On Friday, April 26, a celebration of White’s life was held at Gatlings Funeral Home Technically, the room was a chapel, but for this one time, as emcee/hostess Joyce “Cookie” Taylor Threatt (daughter of the late Koko Taylor) announced, it was a place to commemorate the life and legacy of a bluesman, albeit a bluesman whose life, by his own account, had been anchored by deeply spiritual roots. A host of speakers, singers, and musicians took the mic to deliver tributes both spoken and musical; highlights included Nellie “Tiger” Travis’ jubilant take on the Staple Singers’ “I’ll Take You There” and vocalist Jo Jo Murray’s heartfelt rendition of the Bobby “Blue” Bland hit “You’ve Got To Hurt Before You Heal.” Murray dedicated the song to Bettie White, whose response made it clear that she understood only too well both the hard-eyed realism and the love implied by the song’s lyrics.

White’s funeral, the next day, at the New Faith Missionary Baptist Church, was more solemn, of course, but in the spirit of a true homegoing, it also resonated with hope, optimism, and even joy. Again, representatives of Chicago’s music community took the opportunity to deliver tributes. Otis Clay, whose delivery of “When the Gates Swing Open” has become a staple at funerals for Chicago soul, blues, and gospel artists, seemed especially inspired: White had been a longtime friend, and Clay’s rendition of the gospel standard was both wrenching and uplifting.

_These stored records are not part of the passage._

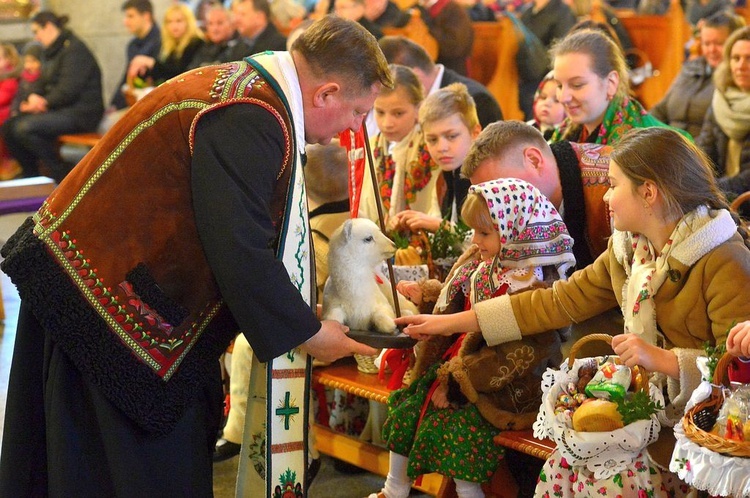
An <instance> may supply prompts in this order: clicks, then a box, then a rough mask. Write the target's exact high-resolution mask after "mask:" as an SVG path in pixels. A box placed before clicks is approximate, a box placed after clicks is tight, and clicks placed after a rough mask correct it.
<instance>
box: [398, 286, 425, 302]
mask: <svg viewBox="0 0 750 498" xmlns="http://www.w3.org/2000/svg"><path fill="white" fill-rule="evenodd" d="M396 290H397V291H398V292H399V294H401V295H402V296H404V297H405V298H406V299H408V300H409V301H411V302H412V303H414V304H416V305H417V306H419V305H420V304H422V287H421V286H420V285H419V283H418V282H412V281H411V280H401V281H399V283H397V284H396Z"/></svg>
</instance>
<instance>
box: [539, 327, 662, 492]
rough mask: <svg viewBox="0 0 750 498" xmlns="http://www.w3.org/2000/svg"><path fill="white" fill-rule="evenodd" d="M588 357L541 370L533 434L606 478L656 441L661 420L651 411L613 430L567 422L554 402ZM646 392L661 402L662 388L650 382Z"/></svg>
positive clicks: (585, 361) (627, 462)
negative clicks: (650, 415)
mask: <svg viewBox="0 0 750 498" xmlns="http://www.w3.org/2000/svg"><path fill="white" fill-rule="evenodd" d="M596 335H603V334H596ZM610 339H611V338H610ZM579 342H580V341H579ZM571 354H572V352H571ZM596 359H597V360H601V359H603V357H597V358H596ZM587 361H590V359H576V360H575V361H574V362H573V367H572V368H570V369H569V367H568V361H565V362H564V363H563V364H562V365H561V366H560V370H553V369H551V368H548V369H547V371H546V372H545V373H544V375H543V376H542V404H541V406H540V407H539V414H538V415H537V420H536V422H534V437H537V438H540V439H543V438H549V439H551V440H553V441H554V442H555V444H556V445H557V449H558V450H559V452H560V454H561V455H562V456H563V457H565V459H566V460H567V461H568V463H569V464H571V465H573V466H585V467H586V468H587V469H588V470H589V471H591V472H593V473H594V477H595V478H596V479H607V478H609V477H611V476H613V475H614V474H617V473H619V472H622V471H623V470H625V469H627V468H628V467H629V466H630V465H632V463H633V460H634V459H635V457H637V456H638V454H639V453H641V452H642V451H643V450H644V448H646V446H648V445H649V444H651V443H652V442H654V441H656V439H657V438H658V437H659V431H660V430H661V424H660V423H659V421H658V419H657V417H658V414H654V415H652V416H651V419H650V420H639V421H637V422H633V423H631V424H628V425H626V426H625V427H623V428H622V429H617V430H614V431H609V432H579V431H575V430H573V429H572V428H571V427H570V426H569V425H568V423H567V422H566V416H565V415H564V414H558V415H555V402H556V400H557V398H558V396H559V395H560V393H561V392H562V387H563V386H566V385H568V383H570V382H573V383H576V382H578V369H579V368H580V367H581V366H583V365H584V364H585V363H586V362H587ZM649 394H650V396H651V399H652V400H654V401H657V402H659V403H661V406H664V397H663V395H662V393H661V391H660V390H659V389H658V388H657V387H656V386H655V385H654V384H652V383H649Z"/></svg>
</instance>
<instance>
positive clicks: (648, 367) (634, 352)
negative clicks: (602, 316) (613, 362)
mask: <svg viewBox="0 0 750 498" xmlns="http://www.w3.org/2000/svg"><path fill="white" fill-rule="evenodd" d="M612 349H613V350H614V351H615V353H617V355H618V356H619V357H620V359H621V360H622V362H623V363H624V364H625V365H627V366H629V367H630V368H633V367H634V366H636V365H641V366H642V367H643V368H645V369H646V370H649V371H651V372H661V373H663V374H665V375H669V376H670V377H672V378H675V379H676V378H678V376H679V374H680V366H679V364H678V363H677V356H676V355H675V354H674V353H673V352H672V351H668V350H666V349H662V348H660V347H659V346H654V345H653V344H649V343H648V342H646V341H644V340H643V339H641V338H640V337H639V336H638V335H636V334H620V335H616V336H614V337H613V338H612Z"/></svg>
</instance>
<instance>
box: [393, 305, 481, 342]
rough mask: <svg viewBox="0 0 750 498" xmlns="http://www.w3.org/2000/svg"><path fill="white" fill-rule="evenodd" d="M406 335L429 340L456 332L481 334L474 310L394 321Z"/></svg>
mask: <svg viewBox="0 0 750 498" xmlns="http://www.w3.org/2000/svg"><path fill="white" fill-rule="evenodd" d="M394 321H395V322H396V325H398V326H399V327H401V326H405V328H404V333H405V334H406V335H408V336H409V337H412V338H413V339H418V340H420V341H421V340H424V339H429V338H430V337H431V336H433V335H452V334H455V333H456V332H479V331H480V329H479V322H478V321H477V316H476V314H475V313H474V310H467V311H462V312H460V313H453V314H449V315H411V316H402V317H399V318H396V320H394Z"/></svg>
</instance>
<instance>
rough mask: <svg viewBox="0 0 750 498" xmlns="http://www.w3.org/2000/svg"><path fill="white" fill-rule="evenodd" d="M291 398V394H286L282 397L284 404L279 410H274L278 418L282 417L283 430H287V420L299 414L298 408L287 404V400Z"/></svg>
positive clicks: (288, 391) (277, 408)
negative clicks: (285, 394)
mask: <svg viewBox="0 0 750 498" xmlns="http://www.w3.org/2000/svg"><path fill="white" fill-rule="evenodd" d="M290 396H291V393H290V392H289V391H287V392H286V395H285V396H284V404H283V405H282V406H281V408H277V409H276V415H278V416H279V417H284V430H286V431H288V430H289V419H290V418H291V417H292V416H293V415H297V414H298V413H299V407H296V406H292V405H291V404H290V402H289V398H290Z"/></svg>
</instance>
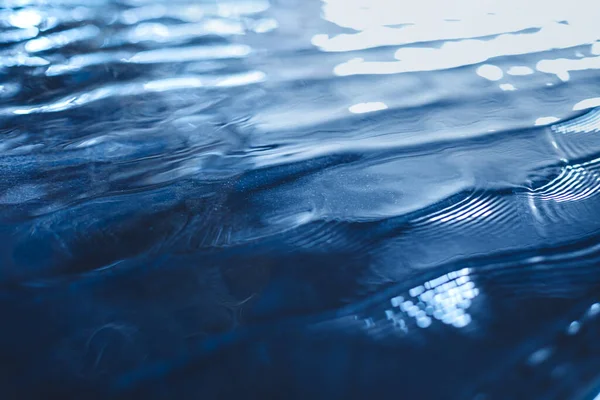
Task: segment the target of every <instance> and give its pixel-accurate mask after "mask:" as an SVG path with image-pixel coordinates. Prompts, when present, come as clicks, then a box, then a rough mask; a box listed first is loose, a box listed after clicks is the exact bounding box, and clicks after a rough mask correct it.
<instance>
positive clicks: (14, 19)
mask: <svg viewBox="0 0 600 400" xmlns="http://www.w3.org/2000/svg"><path fill="white" fill-rule="evenodd" d="M42 21H43V18H42V16H41V15H40V14H39V13H38V12H36V11H34V10H21V11H18V12H15V13H11V14H10V15H9V17H8V23H9V24H11V25H12V26H14V27H15V28H34V27H36V26H38V25H39V24H40V23H41V22H42Z"/></svg>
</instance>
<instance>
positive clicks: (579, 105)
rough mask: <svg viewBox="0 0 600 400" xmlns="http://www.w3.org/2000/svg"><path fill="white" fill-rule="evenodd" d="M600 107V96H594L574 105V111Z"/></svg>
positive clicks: (573, 106) (573, 109) (580, 101)
mask: <svg viewBox="0 0 600 400" xmlns="http://www.w3.org/2000/svg"><path fill="white" fill-rule="evenodd" d="M596 107H600V97H592V98H591V99H585V100H582V101H580V102H579V103H577V104H575V105H574V106H573V111H581V110H586V109H588V108H596Z"/></svg>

History may not judge White as a “major” blues (or even soul-blues) artist; he had only one chart hit, most of his subsequent recordings did only moderately well in the soul-blues market, and his resolutely old-school style (a minimum of synthesizers and programming in his recordings; his deep-throated, churchy vocals; his dapper, suit-and-tie player’s image) probably prevented him from scaling the modern-day heights enjoyed by contemporaries like Bobby Rush, Denise LaSalle, and Latimore. Nonetheless, he represented (and represents) a continuum across genres and generations, a still-vital indication that “keeping the blues alive” in the community where it was born is more than a quixotic fantasy. He was old-school in other ways, as well—as his son Joe made it clear in his spoken testimonials, White balanced the rakish flamboyance of the road-tested bluesman with the bedrock dedication of the family man; the success of his children and grandchildren was at least as important to him as his artistic and commercial achievements. As he told me in 2002: “The Lord blessed me, and he made a way for me to earn a living. It’s a God-gifted thing.”